Malmo Challenge Overview

Introduction

We approached the challenge mainly from the classic reinforcement learning with function approximation setting as we were more interested in building models capable of learning complex policies and determining the behaviour of other agents rather than developing hard-coded heuristics informed by human experience.

In order to acquire an understanding of the task at hand and the dynamics of the Malmo-Challenge world we experimented with various deep reinforcement learning methods, starting with well known value-based algorithms and arriving at a variation of the Advantage Asynchronous Actor-Critic with recurrent units and augmented with two auxiliary cost functions used to help our learning algorithm internalize the episodic behaviour of the Challenger Agent.

To speed up the experimentation cycle we built a secondary environment approximating the dynamics of the Malmo-Challenge task in the top-view mode. We further successfully used this medium for transfer learning experiments as detailed below.
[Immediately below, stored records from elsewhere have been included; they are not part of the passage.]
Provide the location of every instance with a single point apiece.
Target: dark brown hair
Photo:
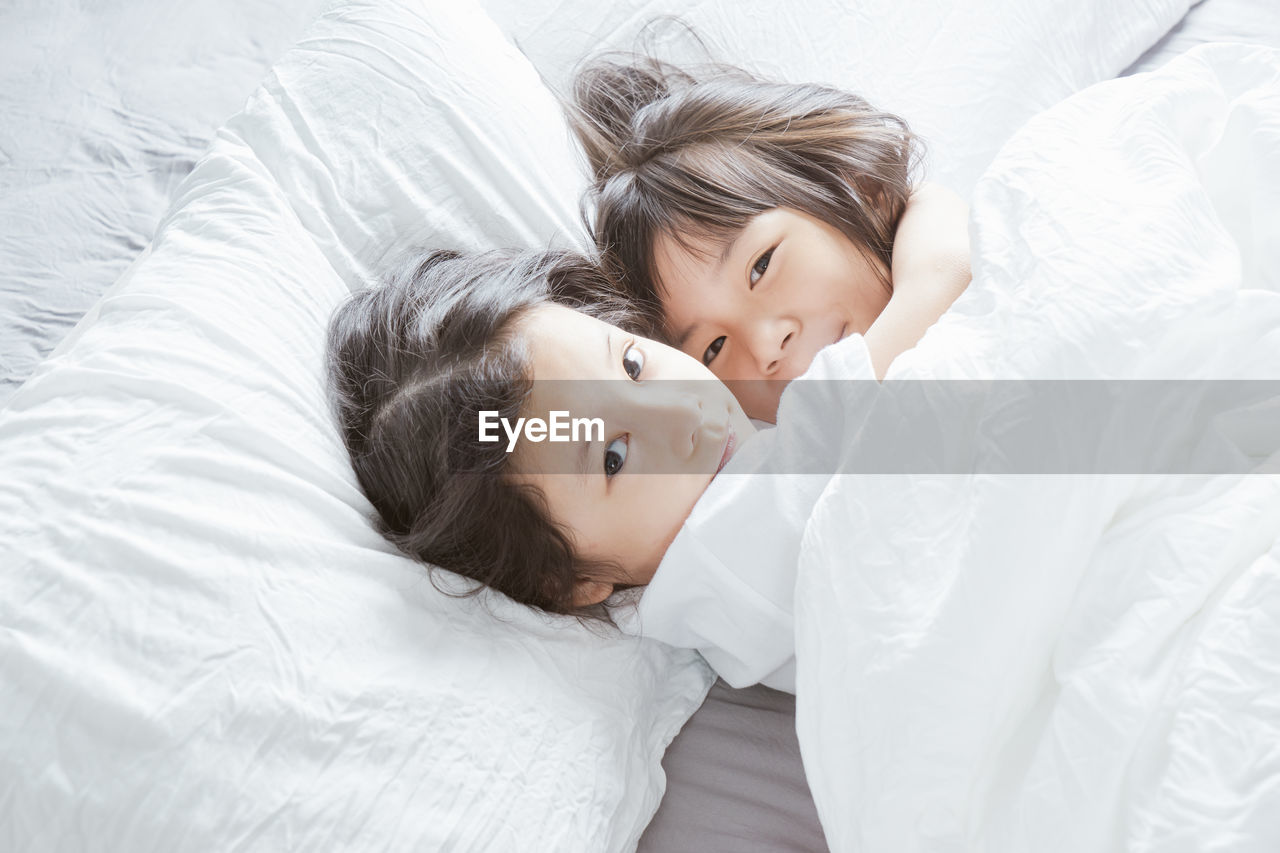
(698, 156)
(411, 364)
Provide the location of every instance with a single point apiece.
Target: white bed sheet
(106, 109)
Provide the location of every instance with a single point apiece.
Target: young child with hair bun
(754, 223)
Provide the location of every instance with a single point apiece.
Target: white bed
(177, 675)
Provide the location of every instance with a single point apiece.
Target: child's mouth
(728, 450)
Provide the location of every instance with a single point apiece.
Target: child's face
(670, 425)
(762, 309)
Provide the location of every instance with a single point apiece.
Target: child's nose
(675, 410)
(767, 341)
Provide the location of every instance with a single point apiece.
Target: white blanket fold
(1074, 662)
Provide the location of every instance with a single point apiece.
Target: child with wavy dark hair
(416, 364)
(754, 223)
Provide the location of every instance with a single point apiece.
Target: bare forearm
(931, 269)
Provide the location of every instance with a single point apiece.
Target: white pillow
(965, 76)
(205, 644)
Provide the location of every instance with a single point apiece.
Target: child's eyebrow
(583, 447)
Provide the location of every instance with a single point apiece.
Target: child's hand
(931, 269)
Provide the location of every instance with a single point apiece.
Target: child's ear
(590, 592)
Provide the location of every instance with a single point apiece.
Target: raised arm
(931, 269)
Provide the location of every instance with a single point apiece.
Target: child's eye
(713, 350)
(615, 456)
(760, 264)
(632, 361)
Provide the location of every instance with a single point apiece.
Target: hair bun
(608, 96)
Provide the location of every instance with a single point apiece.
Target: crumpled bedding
(1075, 662)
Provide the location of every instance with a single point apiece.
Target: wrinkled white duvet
(1010, 662)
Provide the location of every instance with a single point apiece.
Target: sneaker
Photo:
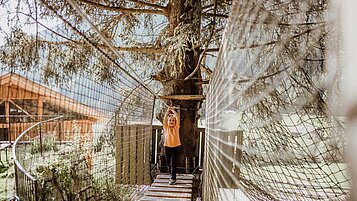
(172, 182)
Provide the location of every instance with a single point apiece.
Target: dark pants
(171, 155)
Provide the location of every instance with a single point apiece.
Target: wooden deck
(161, 190)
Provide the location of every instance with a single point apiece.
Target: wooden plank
(171, 186)
(148, 198)
(181, 177)
(177, 181)
(168, 194)
(183, 97)
(170, 189)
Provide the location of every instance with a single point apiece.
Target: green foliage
(48, 143)
(67, 172)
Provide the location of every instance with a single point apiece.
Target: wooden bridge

We performed all the experiments on the top-view symbolic view as we deemed it a good computational trade-off while still representing a sufficient statistics for our reinforcement learning algorithms.

Methods

Early experimentation involved training feed-forward parametrized estimators with DQN, Double DQN (in order to compensate for over-estimation effects early in the training) and policy-gradient based methods. We concluded policy-gradient based methods with recurrent units could provide us with a good baseline to build upon. For this purpose we implemented a state of the art Advantage Actor-Critic inspired by Mnih2016 with a four layer convolutional neural network for feature extraction fed into two successive GRU layers. Next are two fully connected layers and the final softmax, value, and auxiliary reward heads. The state representation we used during training was a 18x9x9 tensor, with three layers for sand, grass and lapis blocks and five layers for each of the two agents and the pig, encoding their position and orientation. We provide code for all the models discussed in this overview.

Auxiliary tasks

While the recurrent A3C model was able to learn a good policy with good sample-efficiency we tried to provide our model with additional cost functions designed to help learning relevant features for the present task as first developed in Jaderberg2016.

Specifically we trained the agent on predicting the instantaneous reward at the next step in order for our model to learn faster about states and situations leading to high reward.

The second auxiliary task we trained with was next map prediction. We first considered fully generating the next map, complete with the future position of the Challenger Agent and the Pig, hoping that this would help our agent determine the unknown policy of the Challenger Agent based on its moves. We first considered feeding the hidden states of the recurrent layers into a deconvolution for generating the next state of the map, however we observed a severe slow-down during learning when training this way. Therefore we set up to predict a random coordinate on the (18, 9, 9) state representation we used for our agents. At the start of each episode we picked a random coordinate to be predicted at each time-step. We hypothesize this additional cost function helps our agent to learn faster the dynamics of the environment and the given policy of the Challenger Agent during each episode.

Training

We employed a two-stage training process as follows:

Pre-training on the secondary environment. As mentioned above we developed a secondary environment that approximates the dynamics of the Malmo-Challenge world in the top-down view. We used this environment to generate large batches of 1024 variable length episodes, doing an optimization step on each batch using RMSProp. We used batch normalization between the convolutional layers as we noticed it improves the sample-complexity of our model and allows for higher learning rates. This initial pre-training phase allowed us easy quick experimentation with various models and, more importantly, a good prior when training our model on the Malmo-Challenge. A main difference from A3C is that we didn't use an asynchronous set-up but we leveraged the ability of our environment to serve large batches of episodes.
Training on the Malmo-Challenge environment. We used the full pre-trained model and a custom StateBuilder to further train our agent on the Malmo-Challenge environment. For this phase we started multiple environments and employed a training scheme inspired by GA3C Babaeizadeh2017, collecting prediction requests from all the workers and doing batched prediction on a single model. A separate training process is doing optimization steps on batches of 128 episodes. We noticed best results in this phase using Adam optimisation with a smaller-learning rate.

Other experiments

We also considered a hierarchical model learning at different time resolutions inspired by FeUdal Networks Vezhnevets2017, reasoning the Malmo-Challenge set-up is a good example of learning different skills or options (exiting the pigsty and collaborating to catch the Pig) while also taking higher-level decisions about which of the learned options to follow depending on the policy of the Challenge Agent. Although it is a research direction we plan to pursue further, the preliminary results on the Malmo-Challenge suggest less involved methods based on policy-gradient methods are perfectly capable of solving the task.